But PWC report reveals that the sector must evolve in the changing energy landscape.
As an exploration destination, Africa should not be underestimated according to a recent PWC report, which reflects that almost half of the biggest oil and gas finds – nine of the top 20 in 2015 and 8 of the top 20 in 2016 so far – have been in Africa.
The Africa Oil & Gas Review 2016 presented on Monday, states oil and gas companies around the world have to reinvent themselves somewhat to adapt to a persistent low price environment, and the world that is transitioning to a low-carbon energy system.
While costs have reduced significantly, companies should review their long-term strategies instead of the changing energy trends and the over-supply in the global oil and gas markets, claiming that oil was at risk of suffering the same fate as coal in the coming decades.
“There is a big build-up of crude oil, while there is also a great deal of oversupply on the Liquefied Natural Gas (LNG) side,” said PWC’s oil and gas leader Chris Bredenhann, adding that oil-dependent countries like Nigeria had perpetuated the low-cost environment by producing loss-making barrels of oil simply to generate cash.
The sharp decline in the price of crude has led to a prolonged economic crisis as it makes up 70% of Nigerian government revenue. But despite being the highest cost producer on the continent, Nigeria cannot stop producing, or even cut-back its oil production.
“There are companies that need the cash flow and countries that need to balance their budgets, and are thus increasing production even at a lower margin,” said Bredenhann.
Break even oil price per African country
Source: Rystad Energy
The report, which is a qualitative analysis of responses from 60 or so oil and gas company executives, indicates that oil and gas companies are worried most about the oil price, and the changing regulatory environment. It also shows that taxation has gone from being 15th on executives’ lists of priorities in 2012 to being the second highest priority in 2016.

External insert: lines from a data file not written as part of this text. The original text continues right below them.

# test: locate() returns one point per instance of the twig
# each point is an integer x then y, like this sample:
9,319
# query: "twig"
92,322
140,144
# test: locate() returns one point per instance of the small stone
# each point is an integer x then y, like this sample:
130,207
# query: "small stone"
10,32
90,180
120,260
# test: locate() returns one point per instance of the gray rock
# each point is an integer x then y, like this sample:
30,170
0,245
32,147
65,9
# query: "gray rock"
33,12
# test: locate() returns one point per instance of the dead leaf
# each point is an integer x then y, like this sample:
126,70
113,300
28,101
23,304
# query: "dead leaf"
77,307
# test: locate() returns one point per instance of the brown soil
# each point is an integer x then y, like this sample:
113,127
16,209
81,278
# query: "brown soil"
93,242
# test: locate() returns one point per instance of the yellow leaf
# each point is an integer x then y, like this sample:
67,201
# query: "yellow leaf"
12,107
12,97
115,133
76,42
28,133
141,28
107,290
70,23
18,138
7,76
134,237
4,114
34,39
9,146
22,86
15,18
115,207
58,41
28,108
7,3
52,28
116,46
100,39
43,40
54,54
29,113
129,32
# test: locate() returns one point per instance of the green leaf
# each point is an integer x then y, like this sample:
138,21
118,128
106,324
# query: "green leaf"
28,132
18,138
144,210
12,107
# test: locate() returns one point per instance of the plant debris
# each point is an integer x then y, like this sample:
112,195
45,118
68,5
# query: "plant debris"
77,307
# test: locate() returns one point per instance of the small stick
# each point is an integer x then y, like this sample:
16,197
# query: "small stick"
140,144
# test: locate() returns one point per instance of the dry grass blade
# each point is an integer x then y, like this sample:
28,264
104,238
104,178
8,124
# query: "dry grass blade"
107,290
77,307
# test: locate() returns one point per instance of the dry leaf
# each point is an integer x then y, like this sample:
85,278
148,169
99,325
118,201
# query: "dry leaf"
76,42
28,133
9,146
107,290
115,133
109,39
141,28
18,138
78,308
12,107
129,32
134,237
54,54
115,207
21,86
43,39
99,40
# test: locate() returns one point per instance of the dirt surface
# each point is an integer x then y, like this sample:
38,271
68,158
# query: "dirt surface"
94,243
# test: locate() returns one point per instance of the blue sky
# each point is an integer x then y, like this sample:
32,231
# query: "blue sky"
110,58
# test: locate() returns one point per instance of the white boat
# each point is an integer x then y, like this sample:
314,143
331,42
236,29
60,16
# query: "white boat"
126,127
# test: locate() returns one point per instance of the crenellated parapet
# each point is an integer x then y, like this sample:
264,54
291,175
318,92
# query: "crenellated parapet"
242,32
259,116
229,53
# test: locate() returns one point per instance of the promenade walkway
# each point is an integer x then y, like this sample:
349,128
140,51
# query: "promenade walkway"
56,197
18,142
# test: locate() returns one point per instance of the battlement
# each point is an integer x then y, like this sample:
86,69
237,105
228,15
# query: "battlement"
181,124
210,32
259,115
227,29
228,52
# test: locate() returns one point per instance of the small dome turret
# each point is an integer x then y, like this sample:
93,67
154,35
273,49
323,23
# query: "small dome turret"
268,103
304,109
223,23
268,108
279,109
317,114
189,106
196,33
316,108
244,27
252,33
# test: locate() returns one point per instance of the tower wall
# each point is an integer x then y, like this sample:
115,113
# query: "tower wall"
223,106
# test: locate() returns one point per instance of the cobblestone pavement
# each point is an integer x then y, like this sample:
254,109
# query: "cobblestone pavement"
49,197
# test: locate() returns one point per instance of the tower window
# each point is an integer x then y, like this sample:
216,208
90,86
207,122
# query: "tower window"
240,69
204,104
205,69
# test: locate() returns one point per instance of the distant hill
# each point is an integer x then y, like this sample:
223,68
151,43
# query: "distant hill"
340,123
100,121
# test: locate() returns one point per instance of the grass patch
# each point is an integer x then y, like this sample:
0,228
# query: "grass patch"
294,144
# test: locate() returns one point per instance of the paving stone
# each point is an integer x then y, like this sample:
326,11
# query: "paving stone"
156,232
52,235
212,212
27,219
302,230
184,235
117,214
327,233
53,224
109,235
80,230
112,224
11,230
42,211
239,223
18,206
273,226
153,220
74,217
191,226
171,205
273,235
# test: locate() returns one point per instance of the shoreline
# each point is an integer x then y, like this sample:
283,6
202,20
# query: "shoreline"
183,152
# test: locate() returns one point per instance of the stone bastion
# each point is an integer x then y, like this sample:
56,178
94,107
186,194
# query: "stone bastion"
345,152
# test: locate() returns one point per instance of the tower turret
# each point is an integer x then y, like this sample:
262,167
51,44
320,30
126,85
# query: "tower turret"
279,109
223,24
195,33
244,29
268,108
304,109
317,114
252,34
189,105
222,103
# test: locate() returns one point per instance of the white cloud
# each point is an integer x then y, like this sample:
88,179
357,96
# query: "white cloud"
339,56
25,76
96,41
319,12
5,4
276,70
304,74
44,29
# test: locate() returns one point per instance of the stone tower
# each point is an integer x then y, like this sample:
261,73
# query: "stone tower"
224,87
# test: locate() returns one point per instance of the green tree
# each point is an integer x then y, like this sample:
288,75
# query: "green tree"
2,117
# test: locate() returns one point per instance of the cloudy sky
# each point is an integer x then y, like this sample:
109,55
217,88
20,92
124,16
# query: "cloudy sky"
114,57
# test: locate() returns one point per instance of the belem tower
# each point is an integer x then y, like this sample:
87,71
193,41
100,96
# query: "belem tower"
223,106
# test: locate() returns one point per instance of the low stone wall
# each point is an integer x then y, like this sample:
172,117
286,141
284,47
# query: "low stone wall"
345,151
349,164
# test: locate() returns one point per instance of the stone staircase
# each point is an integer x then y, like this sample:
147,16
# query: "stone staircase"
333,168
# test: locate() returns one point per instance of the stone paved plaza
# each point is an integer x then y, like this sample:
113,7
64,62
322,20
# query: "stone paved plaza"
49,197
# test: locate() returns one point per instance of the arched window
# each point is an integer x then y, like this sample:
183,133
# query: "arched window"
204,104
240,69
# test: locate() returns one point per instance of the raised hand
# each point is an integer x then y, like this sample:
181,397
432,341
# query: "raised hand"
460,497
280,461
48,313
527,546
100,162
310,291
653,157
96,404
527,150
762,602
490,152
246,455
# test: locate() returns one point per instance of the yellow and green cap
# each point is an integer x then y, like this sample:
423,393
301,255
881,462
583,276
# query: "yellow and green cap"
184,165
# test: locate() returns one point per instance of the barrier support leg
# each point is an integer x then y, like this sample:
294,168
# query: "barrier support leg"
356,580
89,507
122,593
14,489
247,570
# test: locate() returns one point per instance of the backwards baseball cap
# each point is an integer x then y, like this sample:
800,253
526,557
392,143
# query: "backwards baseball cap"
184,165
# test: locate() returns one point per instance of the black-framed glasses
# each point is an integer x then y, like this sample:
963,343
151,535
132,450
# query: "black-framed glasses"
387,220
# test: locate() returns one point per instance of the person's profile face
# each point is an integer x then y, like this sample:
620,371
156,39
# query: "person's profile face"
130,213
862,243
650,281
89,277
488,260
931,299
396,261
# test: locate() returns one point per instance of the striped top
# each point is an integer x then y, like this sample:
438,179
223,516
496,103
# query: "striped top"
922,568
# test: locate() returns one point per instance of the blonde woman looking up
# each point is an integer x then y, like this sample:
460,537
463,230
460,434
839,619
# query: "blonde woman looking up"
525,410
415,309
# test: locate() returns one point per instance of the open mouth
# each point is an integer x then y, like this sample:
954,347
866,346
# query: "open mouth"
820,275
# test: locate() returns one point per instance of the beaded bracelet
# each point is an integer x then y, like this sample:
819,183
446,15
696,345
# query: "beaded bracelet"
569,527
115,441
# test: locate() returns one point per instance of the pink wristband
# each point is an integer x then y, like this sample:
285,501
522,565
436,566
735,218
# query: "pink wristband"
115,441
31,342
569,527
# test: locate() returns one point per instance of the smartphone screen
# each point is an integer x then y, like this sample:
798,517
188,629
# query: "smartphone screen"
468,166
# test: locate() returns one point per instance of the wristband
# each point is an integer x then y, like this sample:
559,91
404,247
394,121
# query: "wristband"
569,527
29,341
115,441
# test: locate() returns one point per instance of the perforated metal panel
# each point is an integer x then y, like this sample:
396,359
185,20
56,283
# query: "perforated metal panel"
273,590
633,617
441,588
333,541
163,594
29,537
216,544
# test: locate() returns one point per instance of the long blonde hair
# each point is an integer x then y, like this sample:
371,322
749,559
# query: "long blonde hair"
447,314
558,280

Similarly, health and safety has gone from being a factor considered to have the biggest impact on businesses over the coming three years, to being considered as having the least impact out of 23 factors.
Derek Boulware, senior manager of PWC’s Africa Oil & Gas Advisory, said this was likely due to there being more exploration operations in those years compared to now.
Says Boulware: “That would explain why taxation was not an issue back then, whereas now, with projects coming online, and costs being a bigger focus, taxation is a key concern. With safety, I think it’s because there hasn’t been a major incident, like BP Horizon, for example, in a very long time, so it’s not front of mind as it was. Also, it is a given, and they know how to do it now, so it’s less of a concern.”
Optimism regarding the rising oil price environment is at odds with trends on the ground. Meanwhile, investment in the oil & gas sector is likely to become a more critical issue in coming years as operators have deferred final investment decisions on over $300 billion-worth of projects.
Looking at overall capital expenditure and exploration in 2015 compared to 2014, we see that the total is only down by 16.4% year on year. Pure exploration spend is down by 38.4%.
Price optimism despite oil glut
The report is somewhat optimistic about where the oil price would go, with respondents on average expecting the oil price to reach $52 per barrel by the end of 2016, $60 by the end of 2017, and $69 by the end of 2018.
But this seems to be in stark contrast to the picture painted in the report and what is happening on the ground. Bredenhann said this was because people working in the industry were inherently optimistic and felt that the situation could not remain as it is for much longer.
“The price expectations that people have put forward is an optimistic view, saying that well, at some point, things are going to have to change because the world economy will have to start growing again,” he said.
However, the evidence points to the current situation being the new normal, particularly because Saudi Arabia, which was once able to play the swing-producer role by cutting back production to raise prices, can no longer do that because it began losing market share.
Until the global economy picks up, prices are likely to stay lower for longer. Bredenhann suggests that it’s up to companies to find innovative ways of cutting costs even further than they already have.
Says Bredenhann: “The cost reductions that we have seen in this industry over the last two or three years… If you asked someone five years ago whether it was realistically achievable, they would so, ‘no, there is no way we could sell oil for less than $80 a barrel because the cost base is too high’.
“The days of oil at $100 per barrel are long gone. But there is probably even more room for cost reduction through the use of digital transformation, innovation, and collaboration.”